Though overall private equity investment in oil and gas has slid since a recent peak in 2017, firms nonetheless poured a hefty $64.2 billion into the industry in 2019, according to PitchBook data.
 
While larger private equity firms that invest in oil alongside other sectors will likely be able to weather the storm, smaller energy-focused private equity firms are in a tough spot.

Small producers often turn to private equity firms for financing, since the industry requires expensive infrastructure and overhead costs that can be difficult to shoulder alone. Thus, it's likely that bankruptcy filings and subsequent production shutdowns will soon stain portfolios.
 
Despite the deeply uncertain future ahead for energy investors as portions of their portfolios may face bankruptcy, oil deals won't disappear as a result of this crisis. Rather, many investors may shift their strategy to distressed credit investing, Tarhuni said.
 
"While bankruptcies are expected, private equity investors will come in through the credit markets and find ways to take over entire businesses that way," he said. "And you'll see a lot of companies come out of bankruptcy as well, that'll get bought by private equity in distressed situations for pennies on the dollar."
 
Though this is far from a simple "buy low, sell high" situation, firms with access to capital may be able to scoop up deeply discounted assets and sell them for a profit years down the line, Hochner said. He added that the firm may use a portion of its about $300 million in dry powder to go on the offense.

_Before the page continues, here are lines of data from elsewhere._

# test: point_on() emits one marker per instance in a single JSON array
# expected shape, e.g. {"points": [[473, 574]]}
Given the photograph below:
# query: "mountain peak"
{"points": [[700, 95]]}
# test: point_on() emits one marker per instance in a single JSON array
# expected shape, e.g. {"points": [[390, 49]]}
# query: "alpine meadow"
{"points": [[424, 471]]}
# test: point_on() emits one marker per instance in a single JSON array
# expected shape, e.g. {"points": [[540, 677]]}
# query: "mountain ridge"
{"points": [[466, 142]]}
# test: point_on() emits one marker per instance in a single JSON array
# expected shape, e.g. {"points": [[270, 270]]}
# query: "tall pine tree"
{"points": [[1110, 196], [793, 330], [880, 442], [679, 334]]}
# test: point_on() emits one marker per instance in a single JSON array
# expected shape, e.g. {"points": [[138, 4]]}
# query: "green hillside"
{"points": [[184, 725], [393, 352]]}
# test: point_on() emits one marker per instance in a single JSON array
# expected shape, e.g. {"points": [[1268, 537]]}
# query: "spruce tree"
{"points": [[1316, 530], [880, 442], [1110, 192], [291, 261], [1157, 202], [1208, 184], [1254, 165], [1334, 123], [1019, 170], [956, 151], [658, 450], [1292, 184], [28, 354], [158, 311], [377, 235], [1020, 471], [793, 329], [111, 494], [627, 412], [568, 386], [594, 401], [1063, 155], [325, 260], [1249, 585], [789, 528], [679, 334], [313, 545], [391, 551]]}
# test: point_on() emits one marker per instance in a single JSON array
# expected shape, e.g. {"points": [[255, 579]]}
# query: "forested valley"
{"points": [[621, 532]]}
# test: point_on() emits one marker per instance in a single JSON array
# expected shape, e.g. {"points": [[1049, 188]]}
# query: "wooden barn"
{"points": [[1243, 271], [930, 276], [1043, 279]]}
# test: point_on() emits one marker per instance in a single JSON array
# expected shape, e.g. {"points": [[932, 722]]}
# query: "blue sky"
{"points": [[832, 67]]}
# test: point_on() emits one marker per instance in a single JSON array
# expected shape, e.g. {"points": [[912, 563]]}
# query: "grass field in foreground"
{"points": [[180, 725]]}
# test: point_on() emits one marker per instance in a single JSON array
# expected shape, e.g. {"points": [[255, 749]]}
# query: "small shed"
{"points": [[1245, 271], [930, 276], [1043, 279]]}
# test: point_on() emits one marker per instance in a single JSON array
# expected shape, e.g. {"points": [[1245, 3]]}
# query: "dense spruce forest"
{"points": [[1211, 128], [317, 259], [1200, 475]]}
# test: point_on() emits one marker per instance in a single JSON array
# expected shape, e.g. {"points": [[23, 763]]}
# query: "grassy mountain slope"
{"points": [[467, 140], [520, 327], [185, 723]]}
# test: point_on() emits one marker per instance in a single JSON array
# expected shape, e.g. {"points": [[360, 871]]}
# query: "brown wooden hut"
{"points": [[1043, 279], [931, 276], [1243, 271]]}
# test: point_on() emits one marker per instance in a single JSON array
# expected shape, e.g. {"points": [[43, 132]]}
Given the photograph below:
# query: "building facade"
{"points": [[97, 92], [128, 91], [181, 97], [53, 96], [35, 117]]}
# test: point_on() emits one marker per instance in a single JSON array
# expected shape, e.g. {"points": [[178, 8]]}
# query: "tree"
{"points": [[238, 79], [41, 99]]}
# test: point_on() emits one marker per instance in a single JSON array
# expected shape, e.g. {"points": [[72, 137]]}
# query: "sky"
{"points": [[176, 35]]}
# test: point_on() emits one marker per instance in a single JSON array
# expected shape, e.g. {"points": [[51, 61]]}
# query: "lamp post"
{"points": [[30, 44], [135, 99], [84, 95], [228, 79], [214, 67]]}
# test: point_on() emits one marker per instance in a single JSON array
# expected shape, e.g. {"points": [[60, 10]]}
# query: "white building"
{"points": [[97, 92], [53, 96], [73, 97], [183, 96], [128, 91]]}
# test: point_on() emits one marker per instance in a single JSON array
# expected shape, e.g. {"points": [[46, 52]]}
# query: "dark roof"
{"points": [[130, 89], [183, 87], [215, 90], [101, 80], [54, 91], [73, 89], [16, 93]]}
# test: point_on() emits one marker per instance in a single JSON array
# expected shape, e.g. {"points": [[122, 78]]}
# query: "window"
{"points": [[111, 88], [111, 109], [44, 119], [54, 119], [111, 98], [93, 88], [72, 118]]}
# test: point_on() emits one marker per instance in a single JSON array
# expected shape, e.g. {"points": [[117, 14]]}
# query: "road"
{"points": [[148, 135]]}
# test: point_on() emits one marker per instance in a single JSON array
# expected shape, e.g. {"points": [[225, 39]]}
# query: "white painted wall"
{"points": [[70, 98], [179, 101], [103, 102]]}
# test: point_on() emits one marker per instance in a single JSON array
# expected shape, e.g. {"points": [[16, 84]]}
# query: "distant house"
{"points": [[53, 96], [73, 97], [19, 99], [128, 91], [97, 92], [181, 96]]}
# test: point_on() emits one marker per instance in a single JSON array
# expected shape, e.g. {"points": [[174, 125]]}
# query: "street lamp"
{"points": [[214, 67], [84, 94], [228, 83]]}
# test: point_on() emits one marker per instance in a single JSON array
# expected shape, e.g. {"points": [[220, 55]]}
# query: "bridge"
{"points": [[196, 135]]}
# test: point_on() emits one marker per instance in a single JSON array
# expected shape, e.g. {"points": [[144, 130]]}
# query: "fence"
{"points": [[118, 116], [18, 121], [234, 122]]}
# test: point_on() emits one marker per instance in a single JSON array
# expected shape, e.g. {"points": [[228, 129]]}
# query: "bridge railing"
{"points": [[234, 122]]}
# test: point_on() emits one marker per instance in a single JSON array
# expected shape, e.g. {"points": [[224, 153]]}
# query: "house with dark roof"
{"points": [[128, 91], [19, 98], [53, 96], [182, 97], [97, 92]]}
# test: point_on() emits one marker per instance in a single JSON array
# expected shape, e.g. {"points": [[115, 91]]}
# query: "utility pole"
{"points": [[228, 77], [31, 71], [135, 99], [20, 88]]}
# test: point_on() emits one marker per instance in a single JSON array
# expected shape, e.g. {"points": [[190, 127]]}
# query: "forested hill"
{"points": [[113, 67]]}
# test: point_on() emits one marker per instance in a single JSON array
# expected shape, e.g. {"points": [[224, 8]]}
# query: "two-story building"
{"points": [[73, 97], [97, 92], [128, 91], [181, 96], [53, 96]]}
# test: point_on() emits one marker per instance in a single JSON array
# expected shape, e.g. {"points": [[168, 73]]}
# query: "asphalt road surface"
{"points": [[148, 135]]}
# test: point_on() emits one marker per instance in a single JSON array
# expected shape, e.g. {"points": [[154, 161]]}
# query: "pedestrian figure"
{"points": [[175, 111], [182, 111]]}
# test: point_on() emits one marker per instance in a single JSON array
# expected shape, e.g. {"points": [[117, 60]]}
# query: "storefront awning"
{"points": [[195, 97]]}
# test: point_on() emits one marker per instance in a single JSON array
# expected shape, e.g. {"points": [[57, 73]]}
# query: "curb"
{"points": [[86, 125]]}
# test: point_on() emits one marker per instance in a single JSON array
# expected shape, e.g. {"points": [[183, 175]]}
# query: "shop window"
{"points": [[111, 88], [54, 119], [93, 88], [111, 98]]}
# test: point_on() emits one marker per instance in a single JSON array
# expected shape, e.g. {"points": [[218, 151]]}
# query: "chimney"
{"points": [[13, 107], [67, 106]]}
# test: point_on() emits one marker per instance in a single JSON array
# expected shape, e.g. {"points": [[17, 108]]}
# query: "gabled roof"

"There's very few investing firms with large pools of capital or access to capital that are willing to wade into the energy industry right now," he said. "And so having access is probably the most valuable asset an investor has today."
 


4/21/20: The story was updated to clarify that Pickering isn't currently dealing with any ongoing restructuring, and that the firm's dry powder may be used to buy discounted assets, rather than alleviate bankruptcy situations.